NK cell and IFN signatures are positive prognostic biomarkers for resectable pancreatic cancer.

Biochem Biophys Res Commun 2018 01 15;495(2):2058-2065. Epub 2017 Dec 15.

Hepato-Biliary-Pancreatic Surgery Division, Department of Surgery, Graduate School of Medicine, The University of Tokyo, Bunkyo-ku, Tokyo 113-8655, Japan; National Center for Global Health and Medicine, Shinjuku-ku, Tokyo 162-8655, Japan.
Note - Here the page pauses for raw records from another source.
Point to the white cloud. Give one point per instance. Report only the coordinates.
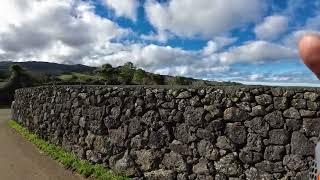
(205, 18)
(126, 8)
(271, 27)
(314, 23)
(257, 52)
(255, 77)
(59, 31)
(217, 44)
To establish prognostic biomarkers and to identify potential novel therapeutic targets, we performed integrative immunomonitoring of blood and tumor in patients with resectable pancreatic cancer. Flow cytometry (FC) was employed for phenotyping immune cells, multiplex bead assays for plasma cytokine and chemokine determination, and RNA-Seq for the analysis of gene expression in the tumor. Nineteen pancreatic cancer patients were stratified into those with longer or shorter than median recurrence-free survival after surgery (median, 426 days). There were no significant differences between the two groups for clinical parameters including age, sex, surgical procedure, stage, or postoperative adjuvant therapy. However, we found that the percentages of NK cells as assessed by FC in peripheral blood mononuclear cells were higher in patients with late recurrence (P = .037). RNA-Seq data indicated no differences in the amount of immune cells or stromal cells between the two groups, although NK cells in the tumor did tend to be higher in patients with late recurrence (P = .058). Type I and II IFN signatures were enriched in late-recurring tumors (FDR q-value <0.001), while genes related to KRAS signaling and the epithelial mesenchymal transition (EMT) were enriched in early recurrence. We conclude that tumor-intrinsic properties of metastasis and recurrence influence prognosis, whereas NK cells that might contribute to prevent metastasis are associated with longer recurrence-free survival. Therefore, enhancement of NK cell activity and inhibition of the EMT and KRAS signaling might represent appropriate therapeutic targets following surgical resection of pancreatic cancer.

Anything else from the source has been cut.